サマリー
◆2024年5月の生産指数は前月比+2.8%と、2カ月ぶりに上昇した。自動車工業が工場稼働再開の影響で上昇に転じ、全体を押し上げた。電気・情報通信機械工業でも、自動車用電気照明器具などの自動車関連品目が押し上げ要因となった。経済産業省は基調判断を「一進一退ながら弱含み」に据え置いた。
◆先行きの生産指数は非常に緩やかな上昇基調を辿るとみている。生産体制の正常化で自動車の挽回生産が見込まれるが、認証不正問題などの影響が完全に剥落するまでは緩やかなペースにとどまるだろう。
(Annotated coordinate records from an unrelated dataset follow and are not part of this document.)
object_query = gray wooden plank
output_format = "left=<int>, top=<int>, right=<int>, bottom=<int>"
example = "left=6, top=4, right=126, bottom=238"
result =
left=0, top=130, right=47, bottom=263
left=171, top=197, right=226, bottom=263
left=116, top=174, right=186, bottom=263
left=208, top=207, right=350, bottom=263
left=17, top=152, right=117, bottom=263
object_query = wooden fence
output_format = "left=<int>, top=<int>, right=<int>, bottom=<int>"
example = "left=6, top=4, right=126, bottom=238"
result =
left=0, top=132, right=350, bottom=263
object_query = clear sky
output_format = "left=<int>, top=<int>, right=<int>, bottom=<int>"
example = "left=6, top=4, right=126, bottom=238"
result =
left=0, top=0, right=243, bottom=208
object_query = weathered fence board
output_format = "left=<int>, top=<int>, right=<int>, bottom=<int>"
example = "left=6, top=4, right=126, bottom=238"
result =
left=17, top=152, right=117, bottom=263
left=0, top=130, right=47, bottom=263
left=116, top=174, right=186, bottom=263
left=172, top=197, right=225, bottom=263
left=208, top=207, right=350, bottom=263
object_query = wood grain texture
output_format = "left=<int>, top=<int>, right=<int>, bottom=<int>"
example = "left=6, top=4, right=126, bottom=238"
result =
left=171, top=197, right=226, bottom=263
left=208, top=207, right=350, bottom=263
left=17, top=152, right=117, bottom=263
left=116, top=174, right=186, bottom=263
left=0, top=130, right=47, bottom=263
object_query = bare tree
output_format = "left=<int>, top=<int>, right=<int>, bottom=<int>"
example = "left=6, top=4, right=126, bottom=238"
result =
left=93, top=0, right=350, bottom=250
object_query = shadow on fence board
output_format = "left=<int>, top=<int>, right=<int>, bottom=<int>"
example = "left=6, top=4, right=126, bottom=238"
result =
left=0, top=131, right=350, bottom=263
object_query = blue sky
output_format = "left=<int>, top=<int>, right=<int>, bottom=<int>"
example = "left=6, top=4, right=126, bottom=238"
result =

また、シリコンサイクル(世界半導体市場に見られる循環)の回復局面入りで、半導体関連財の生産も増加するとみられる。ただし、輸出管理規制の強化によって、中国での半導体関連財の販売額が落ち込み、日本の生産指数を下押しするリスクには注意が必要だ。
◆2024年7月5日に公表予定の5月分の景気動向指数は先行CIが前月差+0.6ptの111.5、一致CIが同+1.2ptの116.4と予想する。予測値に基づくと、5月の基調判断は機械的に「下方への局面変化」に据え置かれる。